I read a nice article yesterday on Facebook about how its writer beat her battle with an eating disorder and what turning 30 means to her this year. I guess I’ve read enough articles to know what I should and shouldn’t do, and how life springs forth the minute we let go of the ED. The journey, however, is one that tends to make the ED sufferer feel like they are at the losing end, especially at the beginning. Endless days of feeling disgust at gaining weight, bloatedness that never seems to go away, self-loathing at how ill-disciplined they may feel at exercising less and eating more.
Isn’t there a saying that goes, “A journey of a thousand miles begins with a single step“? That first step is often the hardest to take no matter how many people may be egging you on, shouting endless encouragement and giving boundless support to you. In my mind, it’s always easier to think that tomorrow will make all the difference. Truth is, it never does.

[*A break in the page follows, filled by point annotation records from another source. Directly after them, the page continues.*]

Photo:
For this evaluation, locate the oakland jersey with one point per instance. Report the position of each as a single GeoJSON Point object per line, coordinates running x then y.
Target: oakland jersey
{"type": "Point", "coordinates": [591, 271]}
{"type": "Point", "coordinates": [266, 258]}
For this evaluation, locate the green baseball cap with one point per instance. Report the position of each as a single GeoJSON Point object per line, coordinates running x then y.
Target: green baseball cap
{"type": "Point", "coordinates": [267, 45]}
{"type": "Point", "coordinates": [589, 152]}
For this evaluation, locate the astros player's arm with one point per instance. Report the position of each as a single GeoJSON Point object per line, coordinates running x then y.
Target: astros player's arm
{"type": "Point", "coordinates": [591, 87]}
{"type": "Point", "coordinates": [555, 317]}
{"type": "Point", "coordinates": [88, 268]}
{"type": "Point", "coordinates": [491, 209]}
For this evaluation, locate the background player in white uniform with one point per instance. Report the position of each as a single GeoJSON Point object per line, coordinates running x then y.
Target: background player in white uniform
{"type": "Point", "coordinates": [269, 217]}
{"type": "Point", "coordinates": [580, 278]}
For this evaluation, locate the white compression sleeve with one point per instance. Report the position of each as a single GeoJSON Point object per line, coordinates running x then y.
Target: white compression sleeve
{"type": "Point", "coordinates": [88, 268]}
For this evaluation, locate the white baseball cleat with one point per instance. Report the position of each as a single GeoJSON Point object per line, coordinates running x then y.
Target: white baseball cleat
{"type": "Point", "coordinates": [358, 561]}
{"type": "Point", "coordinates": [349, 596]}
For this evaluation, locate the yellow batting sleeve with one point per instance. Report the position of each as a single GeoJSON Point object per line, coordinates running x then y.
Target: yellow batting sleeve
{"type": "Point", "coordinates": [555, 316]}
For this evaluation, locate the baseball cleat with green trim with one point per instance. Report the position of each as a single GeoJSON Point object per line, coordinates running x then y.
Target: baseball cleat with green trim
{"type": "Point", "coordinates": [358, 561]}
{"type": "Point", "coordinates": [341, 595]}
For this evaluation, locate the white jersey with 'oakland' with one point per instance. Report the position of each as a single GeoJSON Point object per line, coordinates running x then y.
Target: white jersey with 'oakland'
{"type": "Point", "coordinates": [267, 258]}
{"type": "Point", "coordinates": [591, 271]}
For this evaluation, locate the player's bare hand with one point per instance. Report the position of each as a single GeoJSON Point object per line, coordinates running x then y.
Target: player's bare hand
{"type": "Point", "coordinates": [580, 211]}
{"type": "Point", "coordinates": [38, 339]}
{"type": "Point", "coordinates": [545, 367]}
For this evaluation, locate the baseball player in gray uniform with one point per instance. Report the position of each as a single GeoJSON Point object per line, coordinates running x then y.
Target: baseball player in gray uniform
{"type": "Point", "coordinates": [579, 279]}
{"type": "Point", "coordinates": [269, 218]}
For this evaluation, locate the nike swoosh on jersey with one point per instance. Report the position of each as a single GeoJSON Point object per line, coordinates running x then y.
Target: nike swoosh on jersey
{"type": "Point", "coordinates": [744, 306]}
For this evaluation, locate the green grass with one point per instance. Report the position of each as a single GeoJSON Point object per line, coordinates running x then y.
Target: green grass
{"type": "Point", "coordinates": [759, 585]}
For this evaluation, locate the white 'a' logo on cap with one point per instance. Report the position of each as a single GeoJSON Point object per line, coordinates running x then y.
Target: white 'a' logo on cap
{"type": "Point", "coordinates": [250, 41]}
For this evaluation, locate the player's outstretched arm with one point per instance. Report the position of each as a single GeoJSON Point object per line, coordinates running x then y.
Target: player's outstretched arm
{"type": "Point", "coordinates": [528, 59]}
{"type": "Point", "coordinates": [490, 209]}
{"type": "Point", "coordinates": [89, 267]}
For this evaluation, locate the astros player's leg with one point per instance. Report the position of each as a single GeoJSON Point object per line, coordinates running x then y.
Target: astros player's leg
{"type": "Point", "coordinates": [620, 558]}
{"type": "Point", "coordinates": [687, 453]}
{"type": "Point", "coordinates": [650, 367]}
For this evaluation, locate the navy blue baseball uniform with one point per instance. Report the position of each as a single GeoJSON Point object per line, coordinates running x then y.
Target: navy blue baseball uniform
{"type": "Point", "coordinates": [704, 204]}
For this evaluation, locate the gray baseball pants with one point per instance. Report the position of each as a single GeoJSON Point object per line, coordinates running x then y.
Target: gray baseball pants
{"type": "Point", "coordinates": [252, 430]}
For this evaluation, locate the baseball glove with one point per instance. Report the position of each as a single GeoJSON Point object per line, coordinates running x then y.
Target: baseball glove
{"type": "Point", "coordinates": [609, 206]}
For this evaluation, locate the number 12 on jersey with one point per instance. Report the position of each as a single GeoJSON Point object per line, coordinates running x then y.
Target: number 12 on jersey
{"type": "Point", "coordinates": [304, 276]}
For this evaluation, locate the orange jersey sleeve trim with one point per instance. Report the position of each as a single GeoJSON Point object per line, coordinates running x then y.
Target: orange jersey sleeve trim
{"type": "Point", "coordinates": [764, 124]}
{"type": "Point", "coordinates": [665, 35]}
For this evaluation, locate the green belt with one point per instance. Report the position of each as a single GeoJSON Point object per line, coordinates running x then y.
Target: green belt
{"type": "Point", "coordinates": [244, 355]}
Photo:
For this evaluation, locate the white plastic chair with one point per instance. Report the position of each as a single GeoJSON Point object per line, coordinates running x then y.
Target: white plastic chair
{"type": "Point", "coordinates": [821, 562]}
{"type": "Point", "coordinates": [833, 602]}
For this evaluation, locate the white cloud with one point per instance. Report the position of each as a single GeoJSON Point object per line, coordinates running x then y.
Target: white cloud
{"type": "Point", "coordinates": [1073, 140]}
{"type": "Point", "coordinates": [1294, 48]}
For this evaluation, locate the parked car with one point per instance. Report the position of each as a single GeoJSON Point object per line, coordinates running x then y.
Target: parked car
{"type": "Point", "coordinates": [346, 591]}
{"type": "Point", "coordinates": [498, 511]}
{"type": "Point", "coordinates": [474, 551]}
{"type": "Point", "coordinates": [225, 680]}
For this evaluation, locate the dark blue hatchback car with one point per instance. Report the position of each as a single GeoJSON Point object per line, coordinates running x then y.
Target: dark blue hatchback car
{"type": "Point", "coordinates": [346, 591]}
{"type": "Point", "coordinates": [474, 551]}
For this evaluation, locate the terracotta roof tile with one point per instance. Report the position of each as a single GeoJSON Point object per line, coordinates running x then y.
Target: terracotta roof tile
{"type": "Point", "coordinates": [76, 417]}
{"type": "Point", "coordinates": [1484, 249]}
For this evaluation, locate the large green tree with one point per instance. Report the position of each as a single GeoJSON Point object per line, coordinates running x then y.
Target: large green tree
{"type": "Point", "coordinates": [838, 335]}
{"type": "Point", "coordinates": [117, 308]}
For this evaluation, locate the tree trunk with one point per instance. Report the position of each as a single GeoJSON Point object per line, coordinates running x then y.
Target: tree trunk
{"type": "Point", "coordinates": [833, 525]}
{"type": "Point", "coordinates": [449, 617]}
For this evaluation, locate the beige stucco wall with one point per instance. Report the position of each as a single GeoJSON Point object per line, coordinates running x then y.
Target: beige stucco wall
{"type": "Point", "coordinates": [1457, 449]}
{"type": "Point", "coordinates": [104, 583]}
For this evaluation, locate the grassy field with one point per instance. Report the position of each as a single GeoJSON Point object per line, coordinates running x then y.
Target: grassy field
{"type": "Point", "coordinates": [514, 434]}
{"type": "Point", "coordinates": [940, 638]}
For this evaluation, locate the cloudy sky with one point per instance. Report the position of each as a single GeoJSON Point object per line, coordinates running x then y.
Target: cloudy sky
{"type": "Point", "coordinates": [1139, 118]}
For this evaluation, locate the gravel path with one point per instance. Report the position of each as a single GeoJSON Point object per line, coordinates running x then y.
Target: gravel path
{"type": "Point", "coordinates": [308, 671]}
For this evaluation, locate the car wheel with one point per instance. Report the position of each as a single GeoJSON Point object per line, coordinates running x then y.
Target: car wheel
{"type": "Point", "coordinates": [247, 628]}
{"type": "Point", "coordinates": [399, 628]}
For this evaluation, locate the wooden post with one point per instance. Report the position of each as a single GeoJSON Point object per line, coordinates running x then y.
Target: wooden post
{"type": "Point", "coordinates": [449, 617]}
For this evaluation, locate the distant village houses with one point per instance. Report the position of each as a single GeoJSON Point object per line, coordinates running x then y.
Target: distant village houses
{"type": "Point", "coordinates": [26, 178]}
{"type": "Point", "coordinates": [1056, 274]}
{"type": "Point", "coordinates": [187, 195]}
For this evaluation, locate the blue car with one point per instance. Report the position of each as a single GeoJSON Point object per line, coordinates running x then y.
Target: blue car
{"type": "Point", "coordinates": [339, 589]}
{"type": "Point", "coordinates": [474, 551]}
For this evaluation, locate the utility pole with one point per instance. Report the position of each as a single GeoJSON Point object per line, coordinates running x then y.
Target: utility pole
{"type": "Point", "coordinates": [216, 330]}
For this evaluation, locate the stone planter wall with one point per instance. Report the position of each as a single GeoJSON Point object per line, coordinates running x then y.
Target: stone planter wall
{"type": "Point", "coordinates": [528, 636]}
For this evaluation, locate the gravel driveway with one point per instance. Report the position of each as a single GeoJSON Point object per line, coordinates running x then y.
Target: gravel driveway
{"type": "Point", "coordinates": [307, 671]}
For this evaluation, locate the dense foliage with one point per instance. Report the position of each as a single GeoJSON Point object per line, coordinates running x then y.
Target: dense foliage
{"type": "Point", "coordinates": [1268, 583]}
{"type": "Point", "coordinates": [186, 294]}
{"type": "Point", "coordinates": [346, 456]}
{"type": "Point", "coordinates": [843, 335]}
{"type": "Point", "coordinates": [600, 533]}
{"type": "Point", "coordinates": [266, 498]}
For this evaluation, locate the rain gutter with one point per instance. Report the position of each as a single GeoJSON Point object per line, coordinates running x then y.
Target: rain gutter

Thursday evening, Flo decided to take me out for dinner. Only a couple of months ago, I considered Japanese food as pretty much on my ‘safe’ list. Yet, I found myself feeling horrible about what I’d eaten. We’d shared a portion of Chawanmushi, Salmon Sashimi, and a Saba Shioyaki Set. I usually love sashimi but Wasabi Tei, the restaurant we went to, cuts theirs in generous, thick slabs. And while I enjoyed it, ED didn’t. All I could think about after was how much salmon I’d just ingested.
I know how blessed I am in that Flo never holds back on telling how much he loves me. And almost every day, he will remind me that he will accept me in whatever shape or form I come in simply because he loves who I am. I joked that if that were the case, then he should be perfectly happy with the shape and form I am in at present, but of course, I know that he means it doesn’t matter how I look as long as I’m healthy.
It’s funny how everyone can tell me that I am enough and mean it, and yet, I remain so harsh on myself. Every so often, Mum reminds me that I have so much going for me – a wonderful man, parents who support me unconditionally, a little business in baking that I love running, a good degree that I can fall back on, and uhm.. usually she adds good looks to the list as well but I’m a little embarrassed to put that in although I kind of just did.
At what point do we say to ED that enough is enough? At what point can I tell myself that I am enough? Not long ago, I read an excerpt from Beating Eating Disorders’ Facebook page that I happened to start following a couple of weeks back. One part read “You could be seconds from dropping dead and it (ED) will still tell you, you are not sick enough… It’s a life-threatening mental illness with one intention: to kill you“. Completely true.
How much more do I have to lose before it’s enough for ED? It will never be enough. I have to realise and accept that I am enough without relying on ED for approval of my own self-destruction. I no longer have reason to hold on to a disorder that only puts me in good standing to lose all that I have around me right now, and dangles false promises to me that somehow life will be perfect if I lose a bit more… and a bit more… and a bit more.